On Monday, the top US health agency granted full approval to Pfizer-BioNTech’s two-shot messenger RNA (mRNA) Covid-19 vaccine, making it the first for the United States. Janet Woodcock, the acting head of the Food and Drug Administration (FDA), called the approval a ‘milestone’.

While, the other vaccines have met the Food and Drug Administration rigorous, scientific standards for emergency uses authorisation (EUA) and first FDA-approved in Covid-19 vaccine, the public can be very confident that vaccine meets for the high standards for safety, effectiveness or  manufacturing quality the agency requires of an approved product.
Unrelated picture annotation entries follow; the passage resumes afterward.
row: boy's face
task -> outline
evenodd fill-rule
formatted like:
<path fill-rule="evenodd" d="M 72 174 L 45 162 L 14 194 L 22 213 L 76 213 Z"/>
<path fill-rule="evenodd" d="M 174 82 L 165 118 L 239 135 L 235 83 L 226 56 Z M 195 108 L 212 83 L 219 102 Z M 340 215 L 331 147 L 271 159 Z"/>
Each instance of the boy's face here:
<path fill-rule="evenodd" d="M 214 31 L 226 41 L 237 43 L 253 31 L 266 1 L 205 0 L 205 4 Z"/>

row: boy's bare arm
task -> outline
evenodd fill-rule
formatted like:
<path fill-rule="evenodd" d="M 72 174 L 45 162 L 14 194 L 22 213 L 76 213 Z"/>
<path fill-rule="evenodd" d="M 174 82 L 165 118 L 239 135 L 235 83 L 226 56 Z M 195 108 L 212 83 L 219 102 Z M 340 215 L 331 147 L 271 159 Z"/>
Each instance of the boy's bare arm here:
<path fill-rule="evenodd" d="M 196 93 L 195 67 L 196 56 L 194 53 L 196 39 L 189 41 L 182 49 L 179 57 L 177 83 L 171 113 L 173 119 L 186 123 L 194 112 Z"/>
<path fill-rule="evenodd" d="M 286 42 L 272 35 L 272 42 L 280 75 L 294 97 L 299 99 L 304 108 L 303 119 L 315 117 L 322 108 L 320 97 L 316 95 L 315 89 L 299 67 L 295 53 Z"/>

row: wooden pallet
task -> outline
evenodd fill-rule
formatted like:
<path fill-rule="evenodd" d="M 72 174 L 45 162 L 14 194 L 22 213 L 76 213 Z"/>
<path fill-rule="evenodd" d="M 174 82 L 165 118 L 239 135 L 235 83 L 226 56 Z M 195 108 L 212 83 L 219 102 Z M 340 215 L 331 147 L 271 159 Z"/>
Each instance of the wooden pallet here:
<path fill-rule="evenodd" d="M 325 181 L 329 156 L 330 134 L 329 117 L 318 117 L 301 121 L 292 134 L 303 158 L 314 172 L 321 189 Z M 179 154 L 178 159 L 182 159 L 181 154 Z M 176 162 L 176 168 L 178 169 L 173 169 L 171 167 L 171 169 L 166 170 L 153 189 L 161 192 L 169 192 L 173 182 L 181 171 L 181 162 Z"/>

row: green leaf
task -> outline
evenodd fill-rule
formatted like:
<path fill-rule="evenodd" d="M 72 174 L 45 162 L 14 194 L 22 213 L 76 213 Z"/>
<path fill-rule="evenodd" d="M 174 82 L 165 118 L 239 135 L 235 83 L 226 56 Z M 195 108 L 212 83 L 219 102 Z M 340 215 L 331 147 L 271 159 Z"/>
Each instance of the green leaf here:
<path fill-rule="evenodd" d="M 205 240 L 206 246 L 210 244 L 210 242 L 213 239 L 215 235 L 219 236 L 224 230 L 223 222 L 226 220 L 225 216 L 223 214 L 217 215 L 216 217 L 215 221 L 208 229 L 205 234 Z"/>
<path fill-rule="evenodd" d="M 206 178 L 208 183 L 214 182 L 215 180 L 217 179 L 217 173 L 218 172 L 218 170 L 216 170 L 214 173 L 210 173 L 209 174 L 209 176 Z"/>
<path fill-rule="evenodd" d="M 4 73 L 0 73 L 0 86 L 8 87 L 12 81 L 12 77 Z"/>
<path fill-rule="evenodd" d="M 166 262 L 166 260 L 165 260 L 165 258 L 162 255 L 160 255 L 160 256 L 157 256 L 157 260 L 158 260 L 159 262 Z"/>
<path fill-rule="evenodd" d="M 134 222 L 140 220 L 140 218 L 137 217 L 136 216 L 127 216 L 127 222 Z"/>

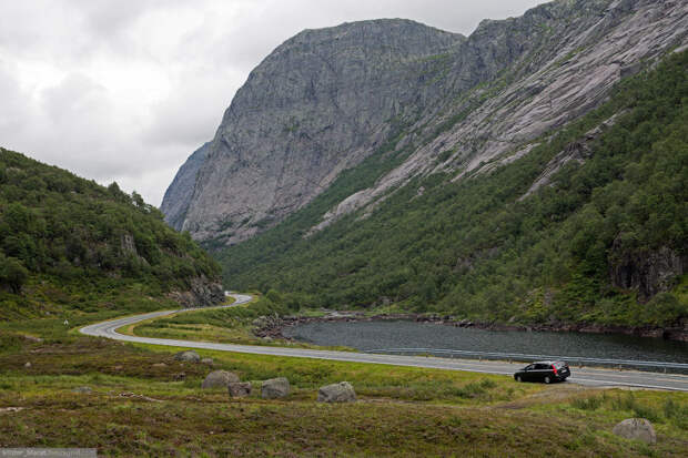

The full authorisation will address reservations harboured by people who refused to be vaccinated citing EUA granted to all Covid-19 vaccines available in the United States thus far. It will allow the company to retail the vaccine more freely, through pharmacies and also advertise it. The EUA approval for Moderna’s two-shot vaccine, they have also based on mRNA technology followed shortly and then Johnson & Johnson’s one-shot vaccine. AstraZeneca’s vaccine, which is used in India as Covishield has still not been authorized for use, not even emergency one.

Pfizer-BioNTech s Covid-19 vaccine was the first to be used in the United States after the FDA granted it EUA in 2020 December 11, for people 16 years of age and older. Its rollout was a national event, reported breathlessly from the first truck that left the company’s plant in Portage, on December 13 Michigan, to the administering of the first shot to a healthcare worker at a New York hospital on December 14.